Die zweite Hälfte des 20. Jahrhunderts war das Zeitalter der Elektronik: Elektronische Bauelemente wurden immer komplexer und kleiner, aber diese Prozesse stoßen nun an Grenzen. Die Spintronik verspricht, mit deutlich weniger Energieeinsatz Informationen allein auf der Grundlage von Spins zu speichern oder zu transportieren. Allerdings ist es immer noch eine Herausforderung, Spins durch externe Felder zuverlässig und in großem Maßstab zu steuern.
Die Übergangsmetall-Dichalcogenide (TMD) sind neben Graphen die am intensivsten untersuchten quasi-zweidimensionalen Materialien, die Ladungsdichtewellen, Supraleitfähigkeit und nichttriviale topologische Eigenschaften zeigen. Hafniumdiselenid (HfSe2) gehört zu dieser Klasse von Materialien. Jetzt hat ein Team an BESSY II die elektronische Struktur von HfSe2 analysiert und eine neue Eigenschaft entdeckt, die die Erzeugung und Kontrolle von Spinströmen erleichtern könnte.

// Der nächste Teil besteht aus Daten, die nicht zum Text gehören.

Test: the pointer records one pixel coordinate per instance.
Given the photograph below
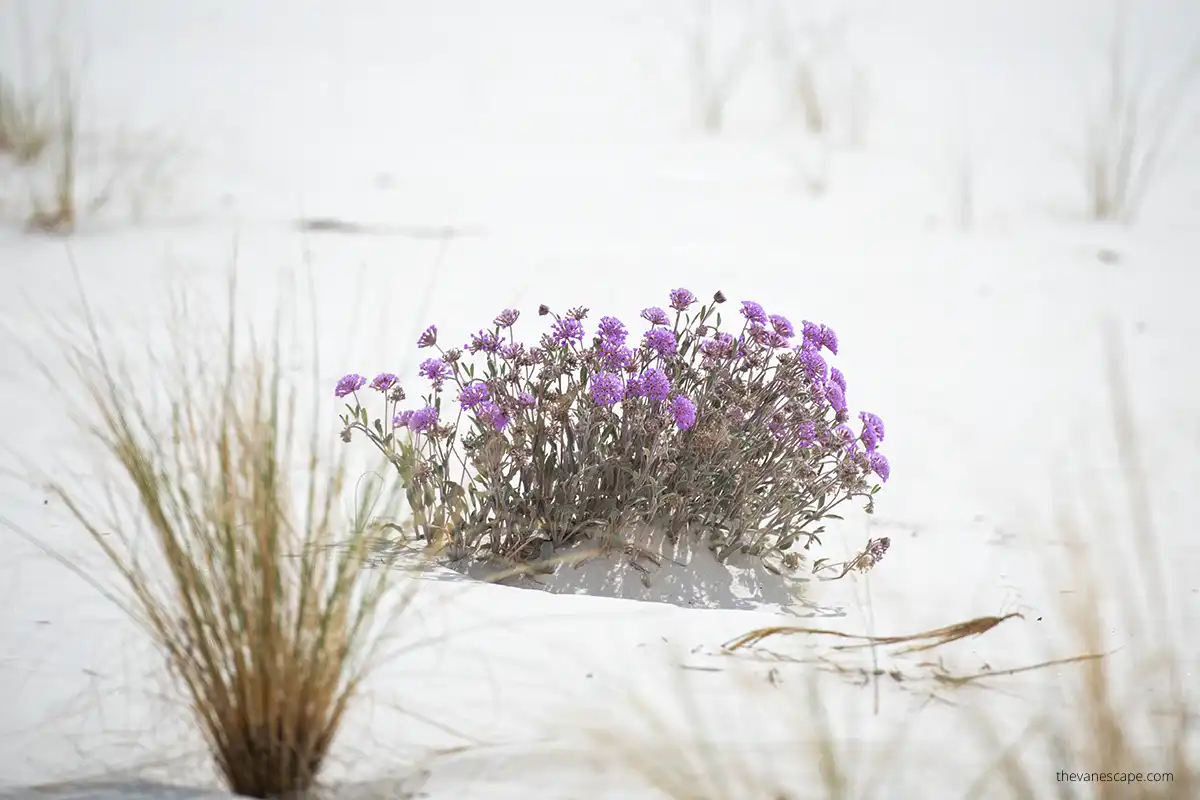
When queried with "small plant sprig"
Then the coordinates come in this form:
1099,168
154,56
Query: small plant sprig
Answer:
741,437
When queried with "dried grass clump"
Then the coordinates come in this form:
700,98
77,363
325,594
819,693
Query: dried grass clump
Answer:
1114,722
1134,130
25,132
253,588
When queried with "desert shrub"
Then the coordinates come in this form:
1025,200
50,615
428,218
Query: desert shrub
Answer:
737,437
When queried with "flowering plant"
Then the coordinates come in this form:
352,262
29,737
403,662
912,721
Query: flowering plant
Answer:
741,434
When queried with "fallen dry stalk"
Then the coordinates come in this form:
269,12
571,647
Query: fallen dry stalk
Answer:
923,641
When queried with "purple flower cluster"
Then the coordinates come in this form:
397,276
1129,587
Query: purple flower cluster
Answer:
681,299
655,316
565,331
684,411
484,342
761,394
418,421
820,336
472,395
437,371
661,341
607,389
383,382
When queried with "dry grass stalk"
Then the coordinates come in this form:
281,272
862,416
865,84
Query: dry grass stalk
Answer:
923,641
24,131
269,647
1108,729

Von der Elektronik zur Spintronik
„Um von der Elektronik zur Spintronik überzugehen, müssen wir Materialien finden, in denen sich Spin-up- und Spin-down-Elektronen unterschiedlich verhalten“, sagt Erstautor Oliver Clark. Es gibt zwei Möglichkeiten, dies zu erreichen: „Wir können entweder das Material von außen stören, sodass Elektronen mit unterschiedlichen Spins funktional ungleichwertig werden, oder wir können Magnete verwenden, bei denen die Elektronen mit entgegengesetzten Spins von Haus aus funktional unterschiedlich sind."
Bei der ersten Methode liegt die Schwierigkeit darin, geeignete Materialpaarungen und Mechanismen zu finden, mit denen die Spin-Kontrolle von außen aufgezwungen werden kann. Für die so genannten 2H-strukturierten TMDs benötigt man beispielsweise perfekte Einkristalle und eine zirkular polarisierte Lichtquelle. Im Gegensatz dazu ist die zweite Methode viel einfacher, aber die Integration von Magneten in Bauelemente ist für den Betrieb herkömmlicher elektronischer Komponenten problematisch, vor allem in kleinem Maßstab.

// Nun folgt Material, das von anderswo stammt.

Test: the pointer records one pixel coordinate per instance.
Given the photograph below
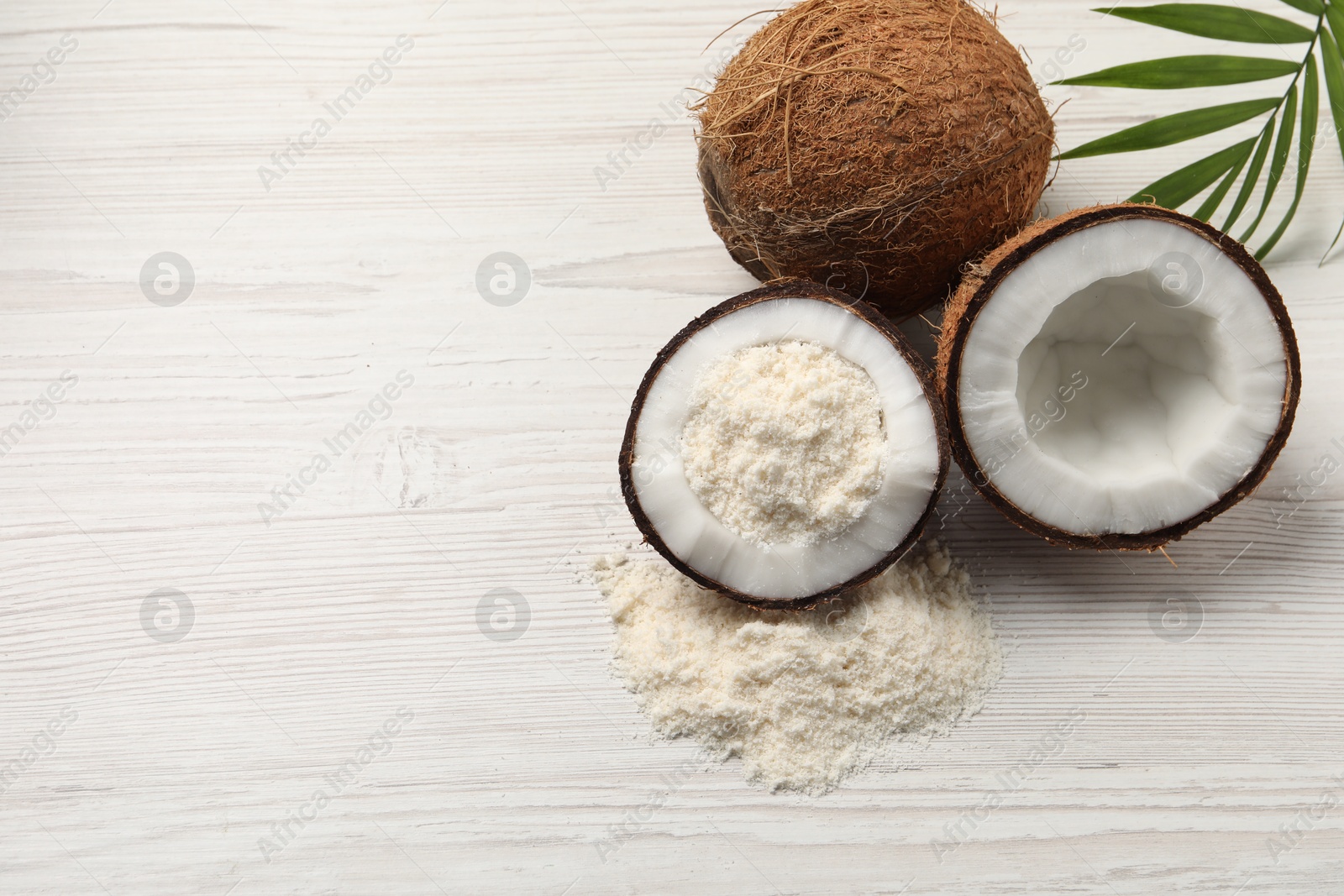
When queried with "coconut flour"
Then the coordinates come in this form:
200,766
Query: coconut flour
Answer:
784,443
804,699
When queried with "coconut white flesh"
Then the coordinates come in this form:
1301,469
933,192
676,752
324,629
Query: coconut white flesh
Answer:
785,571
1121,379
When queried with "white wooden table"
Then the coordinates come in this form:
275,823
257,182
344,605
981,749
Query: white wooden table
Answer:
156,750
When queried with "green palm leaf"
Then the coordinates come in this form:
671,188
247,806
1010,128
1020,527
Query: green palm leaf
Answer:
1215,197
1252,175
1336,19
1179,187
1175,73
1307,141
1334,66
1280,159
1218,22
1334,82
1173,129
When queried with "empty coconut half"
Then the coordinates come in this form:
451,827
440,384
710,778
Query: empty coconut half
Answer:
1117,375
784,446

Zwischen diesen beiden Möglichkeiten gibt es jedoch einen Mittelweg, zumindest für einige ausgewählte Materialien wie HfSe2: „Wenn man dieses Material mit linear polarisiertem Licht untersucht – das einfacher zu erzeugen ist als zirkular polarisiertes Licht – verhält es sich in Bezug auf seine Spinstruktur wie ein Magnet. So wird die Spin-Selektivität sehr einfach, und man hat nicht die Probleme, die mit anderen magnetischen Eigenschaften verbunden sind“, erklärt Clark. Der Vorteil ist: Die Kristallqualität oder die Ausrichtung der Probe spielen keine Rolle mehr.

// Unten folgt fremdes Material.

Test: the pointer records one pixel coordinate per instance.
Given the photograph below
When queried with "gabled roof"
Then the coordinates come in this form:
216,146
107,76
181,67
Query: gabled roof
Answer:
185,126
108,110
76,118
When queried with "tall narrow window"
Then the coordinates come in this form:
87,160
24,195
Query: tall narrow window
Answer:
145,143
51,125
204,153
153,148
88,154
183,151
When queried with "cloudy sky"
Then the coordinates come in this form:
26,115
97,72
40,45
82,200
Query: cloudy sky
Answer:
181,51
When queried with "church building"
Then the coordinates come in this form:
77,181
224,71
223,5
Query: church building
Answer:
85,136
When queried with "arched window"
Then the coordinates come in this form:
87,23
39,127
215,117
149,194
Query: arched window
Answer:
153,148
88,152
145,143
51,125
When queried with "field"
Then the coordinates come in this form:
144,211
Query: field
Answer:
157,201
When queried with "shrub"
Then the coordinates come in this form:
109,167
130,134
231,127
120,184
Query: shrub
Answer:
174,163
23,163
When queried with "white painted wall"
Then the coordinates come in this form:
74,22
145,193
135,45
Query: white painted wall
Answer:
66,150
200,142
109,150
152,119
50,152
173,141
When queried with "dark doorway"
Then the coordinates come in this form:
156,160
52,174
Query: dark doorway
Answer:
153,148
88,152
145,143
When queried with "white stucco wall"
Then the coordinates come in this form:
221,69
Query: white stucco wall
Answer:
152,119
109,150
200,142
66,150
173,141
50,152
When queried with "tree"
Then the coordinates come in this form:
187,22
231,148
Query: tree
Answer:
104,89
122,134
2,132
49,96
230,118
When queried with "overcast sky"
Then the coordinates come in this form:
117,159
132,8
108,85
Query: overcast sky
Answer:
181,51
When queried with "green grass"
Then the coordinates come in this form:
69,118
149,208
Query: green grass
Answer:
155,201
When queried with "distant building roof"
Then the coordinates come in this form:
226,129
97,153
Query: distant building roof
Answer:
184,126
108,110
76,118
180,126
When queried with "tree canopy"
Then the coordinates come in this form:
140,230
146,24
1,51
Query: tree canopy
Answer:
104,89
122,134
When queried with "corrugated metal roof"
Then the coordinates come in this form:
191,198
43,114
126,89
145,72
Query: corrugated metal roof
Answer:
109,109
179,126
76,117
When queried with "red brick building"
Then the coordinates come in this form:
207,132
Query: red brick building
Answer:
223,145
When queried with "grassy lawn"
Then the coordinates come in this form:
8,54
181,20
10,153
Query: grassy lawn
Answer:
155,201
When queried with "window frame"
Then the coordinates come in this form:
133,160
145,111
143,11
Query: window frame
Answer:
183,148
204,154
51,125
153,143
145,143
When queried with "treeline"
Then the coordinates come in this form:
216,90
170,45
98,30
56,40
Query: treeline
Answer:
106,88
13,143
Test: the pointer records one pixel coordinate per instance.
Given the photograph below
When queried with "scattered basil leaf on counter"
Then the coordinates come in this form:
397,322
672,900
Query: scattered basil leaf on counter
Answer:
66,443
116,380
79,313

Dies eröffnet einen völlig neuen Weg zur Erzeugung von spinpolarisierten Strömen aus Übergangsmetall-Dichalcogeniden. „Unsere Ergebnisse sind nicht nur für Physikerinnen und Physiker von Bedeutung, die sich mit geschichteten zweidimensionalen Materialien beschäftigen, sondern auch für alle, die sich mit der Herstellung von spintronischen und opto-spintronischen Bauelementen beschäftigen“, hofft Clark.